Minister of Transport, Information Technology and Communications of Bulgaria
- In office 29 May 2013 – 6 August 2014
- Prime Minister: Plamen Oresharski
- Preceded by: Kristian Krastev
- Succeeded by: Nikolina Angelkova

Personal details
- Born: 23 February 1959 (age 67) Dobrich, General Toshevo Municipality, Dobrich Province, Bulgaria
- Party: Bulgarian Socialist Party (2003-2014) Independent (2014-present)
- Profession: Engineer, Politician

= Danail Papazov =

Danail Papazov (Данаил Папазов) is a Bulgarian politician and former Minister of Transport, Information Technology and Communications of Bulgaria.

==Biography==

Danail Papazov was born on 23 February 1959 in the village of Dobrich, General Toshevo Municipality, Dobrich Province.

He graduated the Naval Academy "Nikola Vaptsarov" in Varna with subject "Navigation" and then took a master's degree as an "Engineer Navigator". Later he graduated "Business Administration" at the New Bulgarian University.

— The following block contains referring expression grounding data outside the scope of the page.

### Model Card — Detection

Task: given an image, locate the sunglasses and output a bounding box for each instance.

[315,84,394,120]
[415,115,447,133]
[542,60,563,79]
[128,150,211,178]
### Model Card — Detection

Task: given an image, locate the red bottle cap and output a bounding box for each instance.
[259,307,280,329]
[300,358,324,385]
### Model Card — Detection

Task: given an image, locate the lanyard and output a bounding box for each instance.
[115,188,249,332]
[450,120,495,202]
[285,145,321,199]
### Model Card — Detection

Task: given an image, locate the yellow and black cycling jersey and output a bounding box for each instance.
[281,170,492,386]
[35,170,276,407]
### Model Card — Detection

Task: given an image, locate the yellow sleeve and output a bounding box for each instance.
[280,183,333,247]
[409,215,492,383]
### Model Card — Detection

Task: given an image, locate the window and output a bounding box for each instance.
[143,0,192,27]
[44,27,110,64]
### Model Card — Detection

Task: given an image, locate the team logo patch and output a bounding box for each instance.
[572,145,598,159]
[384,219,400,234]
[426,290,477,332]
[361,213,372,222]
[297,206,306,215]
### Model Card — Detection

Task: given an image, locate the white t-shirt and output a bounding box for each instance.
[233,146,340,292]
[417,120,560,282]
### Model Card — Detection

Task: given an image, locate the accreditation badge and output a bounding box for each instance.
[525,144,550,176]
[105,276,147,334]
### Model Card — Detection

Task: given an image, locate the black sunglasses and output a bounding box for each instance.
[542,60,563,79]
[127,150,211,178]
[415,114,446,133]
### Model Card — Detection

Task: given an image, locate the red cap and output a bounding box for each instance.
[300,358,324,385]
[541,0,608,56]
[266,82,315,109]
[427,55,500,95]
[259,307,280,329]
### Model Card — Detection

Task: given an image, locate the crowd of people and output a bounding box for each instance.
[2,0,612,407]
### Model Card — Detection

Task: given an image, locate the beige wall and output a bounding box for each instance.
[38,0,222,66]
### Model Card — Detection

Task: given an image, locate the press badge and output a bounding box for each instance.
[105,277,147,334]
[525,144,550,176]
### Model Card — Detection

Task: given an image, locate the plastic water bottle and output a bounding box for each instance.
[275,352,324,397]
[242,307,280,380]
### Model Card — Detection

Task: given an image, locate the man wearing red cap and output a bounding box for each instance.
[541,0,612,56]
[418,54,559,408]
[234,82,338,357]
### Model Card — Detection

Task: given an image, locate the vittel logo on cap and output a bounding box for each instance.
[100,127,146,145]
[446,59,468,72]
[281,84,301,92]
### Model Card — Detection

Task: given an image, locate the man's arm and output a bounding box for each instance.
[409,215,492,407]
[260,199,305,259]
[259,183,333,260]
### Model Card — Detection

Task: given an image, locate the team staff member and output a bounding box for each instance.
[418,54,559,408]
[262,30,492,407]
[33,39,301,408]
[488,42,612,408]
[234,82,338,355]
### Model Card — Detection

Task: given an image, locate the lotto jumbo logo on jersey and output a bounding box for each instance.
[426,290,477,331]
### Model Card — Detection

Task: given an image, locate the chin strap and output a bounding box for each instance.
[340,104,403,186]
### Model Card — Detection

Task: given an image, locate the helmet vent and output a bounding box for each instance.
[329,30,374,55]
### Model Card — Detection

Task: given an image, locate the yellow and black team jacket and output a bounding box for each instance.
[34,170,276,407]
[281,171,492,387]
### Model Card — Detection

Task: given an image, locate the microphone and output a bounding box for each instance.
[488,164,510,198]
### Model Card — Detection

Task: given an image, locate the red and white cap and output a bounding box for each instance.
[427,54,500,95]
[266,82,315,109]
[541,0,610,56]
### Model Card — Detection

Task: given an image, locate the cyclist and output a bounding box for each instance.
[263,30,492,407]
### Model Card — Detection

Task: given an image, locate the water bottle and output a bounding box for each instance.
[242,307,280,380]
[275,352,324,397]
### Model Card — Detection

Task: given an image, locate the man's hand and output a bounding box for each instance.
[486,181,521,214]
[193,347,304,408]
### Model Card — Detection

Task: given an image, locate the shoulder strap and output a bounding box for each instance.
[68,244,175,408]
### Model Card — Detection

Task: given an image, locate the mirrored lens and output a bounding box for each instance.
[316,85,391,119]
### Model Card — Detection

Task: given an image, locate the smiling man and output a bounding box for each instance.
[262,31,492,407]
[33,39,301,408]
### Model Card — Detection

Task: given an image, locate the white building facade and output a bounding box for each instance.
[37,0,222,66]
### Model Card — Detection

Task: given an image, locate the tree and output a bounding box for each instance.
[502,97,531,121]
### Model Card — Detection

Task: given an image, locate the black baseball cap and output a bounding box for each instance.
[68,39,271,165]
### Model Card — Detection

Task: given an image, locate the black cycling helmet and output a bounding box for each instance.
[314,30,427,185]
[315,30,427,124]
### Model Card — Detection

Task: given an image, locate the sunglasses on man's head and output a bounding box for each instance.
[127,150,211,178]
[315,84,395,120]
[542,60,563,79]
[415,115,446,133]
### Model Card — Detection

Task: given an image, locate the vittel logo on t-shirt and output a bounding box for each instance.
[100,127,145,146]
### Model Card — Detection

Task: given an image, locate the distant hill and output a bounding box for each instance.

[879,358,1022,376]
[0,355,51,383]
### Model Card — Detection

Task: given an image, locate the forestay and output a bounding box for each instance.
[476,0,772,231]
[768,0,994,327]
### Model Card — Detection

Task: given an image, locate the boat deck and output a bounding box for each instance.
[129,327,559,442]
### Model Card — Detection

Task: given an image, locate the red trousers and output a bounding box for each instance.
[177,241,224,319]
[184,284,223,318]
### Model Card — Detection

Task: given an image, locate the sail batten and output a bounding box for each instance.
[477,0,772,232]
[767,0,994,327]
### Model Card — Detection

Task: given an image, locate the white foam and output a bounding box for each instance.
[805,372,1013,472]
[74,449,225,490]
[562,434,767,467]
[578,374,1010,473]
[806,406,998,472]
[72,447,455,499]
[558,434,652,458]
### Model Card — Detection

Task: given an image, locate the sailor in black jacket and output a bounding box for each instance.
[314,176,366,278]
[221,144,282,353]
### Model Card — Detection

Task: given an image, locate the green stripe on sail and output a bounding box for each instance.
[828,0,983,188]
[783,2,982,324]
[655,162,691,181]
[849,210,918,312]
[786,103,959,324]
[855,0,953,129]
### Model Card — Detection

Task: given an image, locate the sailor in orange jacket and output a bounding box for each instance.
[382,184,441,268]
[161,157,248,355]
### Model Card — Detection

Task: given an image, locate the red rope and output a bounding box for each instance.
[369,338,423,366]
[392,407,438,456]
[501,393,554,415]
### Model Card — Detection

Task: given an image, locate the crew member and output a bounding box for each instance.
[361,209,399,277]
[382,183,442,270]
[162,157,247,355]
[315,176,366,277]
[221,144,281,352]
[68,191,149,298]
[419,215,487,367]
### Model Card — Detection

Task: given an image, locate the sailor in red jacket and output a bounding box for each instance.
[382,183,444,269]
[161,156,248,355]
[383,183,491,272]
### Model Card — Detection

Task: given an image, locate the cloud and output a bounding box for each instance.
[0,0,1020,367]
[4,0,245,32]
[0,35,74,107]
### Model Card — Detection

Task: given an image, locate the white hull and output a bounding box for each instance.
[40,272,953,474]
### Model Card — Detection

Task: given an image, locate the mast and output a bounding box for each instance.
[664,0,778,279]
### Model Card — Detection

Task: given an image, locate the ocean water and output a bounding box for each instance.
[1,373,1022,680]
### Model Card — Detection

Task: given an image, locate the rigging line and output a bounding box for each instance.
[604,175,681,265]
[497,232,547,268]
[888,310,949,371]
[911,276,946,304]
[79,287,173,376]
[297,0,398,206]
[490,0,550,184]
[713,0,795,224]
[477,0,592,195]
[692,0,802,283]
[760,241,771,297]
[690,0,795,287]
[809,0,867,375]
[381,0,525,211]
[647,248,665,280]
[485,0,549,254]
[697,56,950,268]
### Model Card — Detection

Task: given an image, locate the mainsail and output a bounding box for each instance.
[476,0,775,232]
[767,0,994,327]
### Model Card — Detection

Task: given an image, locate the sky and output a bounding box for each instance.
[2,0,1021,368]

He specialized in London and Hamburg.

In 1994-1997, he was deputy director in "Bulyunion Bulgaria". Between 1997 and 2001 he was captain bunkers. Since 2001 he has been CEO and member of the Board of Directors of "Port of Varna" EAD.

From 29 May 2013 to 6 August 2014 he was Minister of Transport, Information Technology and Communications of Bulgaria.